An Optimist Sees Pessimism in Ecclesiastes
September 27, 1985
A Column from “A Modern Orthodox Life.”
by Emanuel Rackman
Jews have one major festival dedicated to the theme of happiness. This may come as a surprise to many. Is there a human being “with heart so dead” that he requires a special day to remind him how important happiness is? The answer is that most people do require it. True, they crave the blessing of joy but they do not always fathom what is the best way to achieve it. And among those seeking answers to this question were philosophers and kings and those who were both philosophers and kings.
Such a man was King Solomon who tradition credits with the authorship of the Book of Ecclesiastes, one of the writings of the Bible. And it is that book that tradition bids us to read precisely on the festival of Tabernacles (Sukkot) which is the season for our “happiness” and the time for pondering what happiness is.
Many reasons are given for our reading the book in connection with the joyous holiday. However, on its face, it would appear that it is the worst possible choice. The book is the most pessimistic of all the sacred writings. It describes a man who had everything but, in fact, it was all as nothing in his eyes. He appears to have tasted of all the pleasures but ultimately delighted in none. Do we read the book on Sukkot only to put a damper on our celebration? To urge us not to indulge in excesses? To remind us that happiness is an unattainable goal? Were our sages capricious or sadistic to prescribe a holiday dedicated to happiness and to pinpoint its pointlessness?
I dared to give my own answer to the question on my 75th birthday a milestone in one’s life when one inevitably becomes philosophical. Many experts have dealt with the issue, I am not such an expert. But my answer has its source in my personal experience as a human being and not in any expertise as a scholar.
It seems to me that King Solomon wrote as pessimistically as he did because he completely failed to discover the three principal sources of meaningful happiness. The book of Ecclesiastes fails to make any mention whatever of what to me the congenital optimist are the greatest blessings a human being ought to crave. These are the love of family, the capacity for genuine friendship, and the ability to perform good deeds and bring happiness to others.
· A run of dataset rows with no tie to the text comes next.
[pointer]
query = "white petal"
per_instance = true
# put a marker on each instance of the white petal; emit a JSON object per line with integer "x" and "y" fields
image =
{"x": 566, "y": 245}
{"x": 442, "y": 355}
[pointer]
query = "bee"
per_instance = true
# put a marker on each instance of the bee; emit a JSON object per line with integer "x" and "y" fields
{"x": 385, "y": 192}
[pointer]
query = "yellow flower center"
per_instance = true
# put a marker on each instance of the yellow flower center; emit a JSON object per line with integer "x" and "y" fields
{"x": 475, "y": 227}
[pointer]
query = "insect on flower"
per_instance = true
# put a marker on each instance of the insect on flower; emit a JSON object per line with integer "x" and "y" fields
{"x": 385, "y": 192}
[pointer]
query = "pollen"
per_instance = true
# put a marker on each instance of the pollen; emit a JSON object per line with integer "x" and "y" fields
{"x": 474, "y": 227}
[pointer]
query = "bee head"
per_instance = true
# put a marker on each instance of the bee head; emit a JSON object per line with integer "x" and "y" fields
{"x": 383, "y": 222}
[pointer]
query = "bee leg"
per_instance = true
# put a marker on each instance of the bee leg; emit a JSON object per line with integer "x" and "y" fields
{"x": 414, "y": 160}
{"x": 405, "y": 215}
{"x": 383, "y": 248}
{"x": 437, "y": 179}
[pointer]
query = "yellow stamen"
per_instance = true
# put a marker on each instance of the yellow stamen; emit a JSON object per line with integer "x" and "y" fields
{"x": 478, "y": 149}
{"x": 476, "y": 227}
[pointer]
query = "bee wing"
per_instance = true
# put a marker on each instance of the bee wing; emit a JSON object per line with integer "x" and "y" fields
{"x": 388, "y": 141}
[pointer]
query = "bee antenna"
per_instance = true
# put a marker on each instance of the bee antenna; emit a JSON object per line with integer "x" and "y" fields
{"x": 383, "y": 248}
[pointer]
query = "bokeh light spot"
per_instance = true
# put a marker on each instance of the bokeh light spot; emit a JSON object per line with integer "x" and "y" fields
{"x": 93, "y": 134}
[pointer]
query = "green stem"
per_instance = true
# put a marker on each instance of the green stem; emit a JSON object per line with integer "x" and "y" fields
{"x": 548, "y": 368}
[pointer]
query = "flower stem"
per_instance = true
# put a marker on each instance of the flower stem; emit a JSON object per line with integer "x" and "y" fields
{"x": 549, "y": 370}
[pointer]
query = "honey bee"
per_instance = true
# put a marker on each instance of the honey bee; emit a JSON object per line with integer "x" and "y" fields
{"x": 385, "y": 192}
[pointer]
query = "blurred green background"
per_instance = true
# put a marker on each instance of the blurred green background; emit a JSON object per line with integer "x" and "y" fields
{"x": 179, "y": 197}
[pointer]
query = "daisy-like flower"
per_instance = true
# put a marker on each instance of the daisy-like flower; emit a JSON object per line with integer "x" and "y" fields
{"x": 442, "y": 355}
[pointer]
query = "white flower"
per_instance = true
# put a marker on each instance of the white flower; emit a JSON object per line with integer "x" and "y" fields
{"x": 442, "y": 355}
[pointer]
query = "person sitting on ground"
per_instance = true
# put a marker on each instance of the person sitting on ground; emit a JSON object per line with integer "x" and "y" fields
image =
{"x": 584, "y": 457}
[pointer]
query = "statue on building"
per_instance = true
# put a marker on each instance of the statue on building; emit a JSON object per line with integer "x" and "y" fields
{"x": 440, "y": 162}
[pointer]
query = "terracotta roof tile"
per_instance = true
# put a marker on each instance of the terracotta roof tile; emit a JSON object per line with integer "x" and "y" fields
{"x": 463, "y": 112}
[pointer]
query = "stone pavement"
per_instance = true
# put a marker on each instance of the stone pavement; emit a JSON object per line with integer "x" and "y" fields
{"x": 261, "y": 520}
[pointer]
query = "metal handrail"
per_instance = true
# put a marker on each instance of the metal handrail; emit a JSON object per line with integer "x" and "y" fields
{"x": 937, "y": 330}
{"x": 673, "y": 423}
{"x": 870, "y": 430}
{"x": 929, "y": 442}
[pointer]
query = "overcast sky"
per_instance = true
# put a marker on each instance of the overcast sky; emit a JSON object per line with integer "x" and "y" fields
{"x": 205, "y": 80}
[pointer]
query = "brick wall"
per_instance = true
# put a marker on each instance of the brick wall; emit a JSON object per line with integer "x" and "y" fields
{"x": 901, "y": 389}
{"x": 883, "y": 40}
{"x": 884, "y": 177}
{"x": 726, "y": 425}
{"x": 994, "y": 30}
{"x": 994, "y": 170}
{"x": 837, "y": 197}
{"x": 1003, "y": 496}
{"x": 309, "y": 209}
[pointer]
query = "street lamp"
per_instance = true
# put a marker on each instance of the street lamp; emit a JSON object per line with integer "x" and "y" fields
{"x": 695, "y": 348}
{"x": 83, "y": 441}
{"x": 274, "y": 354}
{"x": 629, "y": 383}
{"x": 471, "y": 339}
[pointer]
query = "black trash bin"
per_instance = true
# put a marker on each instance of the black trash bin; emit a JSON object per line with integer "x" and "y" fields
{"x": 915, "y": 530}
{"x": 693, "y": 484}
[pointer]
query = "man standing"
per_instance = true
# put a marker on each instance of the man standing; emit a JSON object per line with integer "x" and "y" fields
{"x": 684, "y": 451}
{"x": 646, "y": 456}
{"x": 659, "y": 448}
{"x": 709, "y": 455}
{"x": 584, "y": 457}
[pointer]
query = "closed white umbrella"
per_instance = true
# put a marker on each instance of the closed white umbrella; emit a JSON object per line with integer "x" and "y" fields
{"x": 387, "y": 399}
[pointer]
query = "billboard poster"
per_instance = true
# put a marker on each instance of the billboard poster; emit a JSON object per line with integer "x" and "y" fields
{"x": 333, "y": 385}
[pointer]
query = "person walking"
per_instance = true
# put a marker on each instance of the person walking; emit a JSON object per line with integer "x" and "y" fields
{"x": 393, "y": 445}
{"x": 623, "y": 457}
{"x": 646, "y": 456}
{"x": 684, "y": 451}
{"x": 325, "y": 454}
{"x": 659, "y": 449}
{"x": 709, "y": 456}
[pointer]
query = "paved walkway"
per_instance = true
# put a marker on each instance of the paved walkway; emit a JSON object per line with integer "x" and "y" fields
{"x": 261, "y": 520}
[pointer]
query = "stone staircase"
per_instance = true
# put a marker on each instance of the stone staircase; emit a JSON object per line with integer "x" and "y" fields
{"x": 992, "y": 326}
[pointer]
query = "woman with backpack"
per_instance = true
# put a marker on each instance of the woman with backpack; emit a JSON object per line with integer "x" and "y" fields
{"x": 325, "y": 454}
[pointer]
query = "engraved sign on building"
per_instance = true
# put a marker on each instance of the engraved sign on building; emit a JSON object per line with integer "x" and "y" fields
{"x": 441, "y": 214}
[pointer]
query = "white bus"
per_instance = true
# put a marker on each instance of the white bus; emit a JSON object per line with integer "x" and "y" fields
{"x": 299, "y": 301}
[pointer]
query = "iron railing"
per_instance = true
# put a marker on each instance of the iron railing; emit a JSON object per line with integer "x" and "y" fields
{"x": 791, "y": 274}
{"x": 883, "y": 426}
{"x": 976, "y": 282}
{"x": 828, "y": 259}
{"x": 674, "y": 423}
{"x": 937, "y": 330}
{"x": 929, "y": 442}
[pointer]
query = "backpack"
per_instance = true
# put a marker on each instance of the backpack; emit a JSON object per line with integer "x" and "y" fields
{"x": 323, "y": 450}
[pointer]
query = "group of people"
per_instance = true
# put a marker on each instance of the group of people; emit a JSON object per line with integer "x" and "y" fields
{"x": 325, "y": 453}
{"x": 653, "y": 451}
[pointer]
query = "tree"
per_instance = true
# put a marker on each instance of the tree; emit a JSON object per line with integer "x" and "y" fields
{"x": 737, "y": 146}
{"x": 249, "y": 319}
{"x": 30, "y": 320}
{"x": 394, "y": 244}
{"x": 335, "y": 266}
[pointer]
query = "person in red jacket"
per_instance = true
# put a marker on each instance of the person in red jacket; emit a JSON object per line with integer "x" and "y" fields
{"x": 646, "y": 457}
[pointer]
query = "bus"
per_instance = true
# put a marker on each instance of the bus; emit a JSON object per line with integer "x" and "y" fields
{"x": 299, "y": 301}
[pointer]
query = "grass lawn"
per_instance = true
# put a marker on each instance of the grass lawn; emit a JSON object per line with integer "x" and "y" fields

Perhaps I err. Yet, whenever I read the Book of Ecclesiastes I have the feeling that the author could not even enjoy the thought that the wealth he acquired would be enjoyed by his heirs his family his progeny. It were as if he begrudged them what he had bothered to accumulate. Many of us by contrast feel that one of the main drives that prompt us to achieve is that we may thereby bless those of our loved ones who survive. The Book clearly expresses the author’s resentment that others will enjoy the fruit of his toil and there is no suggestion that these others may include those whom he ought to have loved if, indeed he loved anyone.
Second, there is no reference in the Book to the blessing of friendship. Needless to say, there are many kinds of friendship and not all of them are of equal value. Maimonides a greater philosopher than King Solomon distinguished between three types of friendship. (See Avot 5:15)
There are people who seek the friendship of others in order to exploit them. This goal is not an ethical one and is hardly recommended. We ought to never exploit one created in the divine image. Then there are people who seek the friendship of others in order to dispel loneliness and enjoy the companionship of fellowmen. This goal is a worthy one but hardly the sublimest of all possible impulses. It is not unethical for it does not really involve the exploitation of others. One rather seeks in it sharing the sharing of life s experiences and perhaps even the sharing of worldly goods. But the highest type of friendship is the friendship that two or more persons enjoy because in their togetherness they want to achieve the loftiest values of the human heart sharing not only the facts and things of their lives but the aspirations that motivate them, the dreams that they dream and the deeds they perform as one to fulfill the dreams.
There is not the remotest suggestion of this yearning or blessing in the Book of Ecclesiastes. Thus, without the love of family or friends, how could King Solomon have achieved happiness? It is no wonder that he wrote as he did.
Yet, the greatest of all sources of happiness is the ability to bring happiness to others. Nothing ought to make a person as happy as his making others happy. This is other-directed happiness rather than self-centered happiness and one can never feel satiated with it. That is what the Torah orders in connection with all the major holidays. Enjoy them! How? Bring happiness to the widow and the orphan to the expropriated Levite and the poor. And King Solomon, with all of his wealth, did not know this use of wealth. And he probably did not try it. Otherwise, he would have referred to it. He discusses all that he did and all that he tried. But this very simple answer to his search is that he did not try.
That is why for me the book is a classic, made holy, because it is a documentary as to how one can best achieve the state of misery, depression, disillusion, pessimism. And if one wants to avoid such despair then one ought to abandon self-centeredness and focus on the happiness of others rather than one’s own. It may not be easy to achieve such a goal in the fullest measure but it is certainly worth the try.
Saints did not achieve happiness this way. Whether in the love of God or the love of human beings they transcended their love of themselves and instead of maintaining a pessimistic view of life theirs was an optimistic one. “God’s law was perfect and refresh the soul.”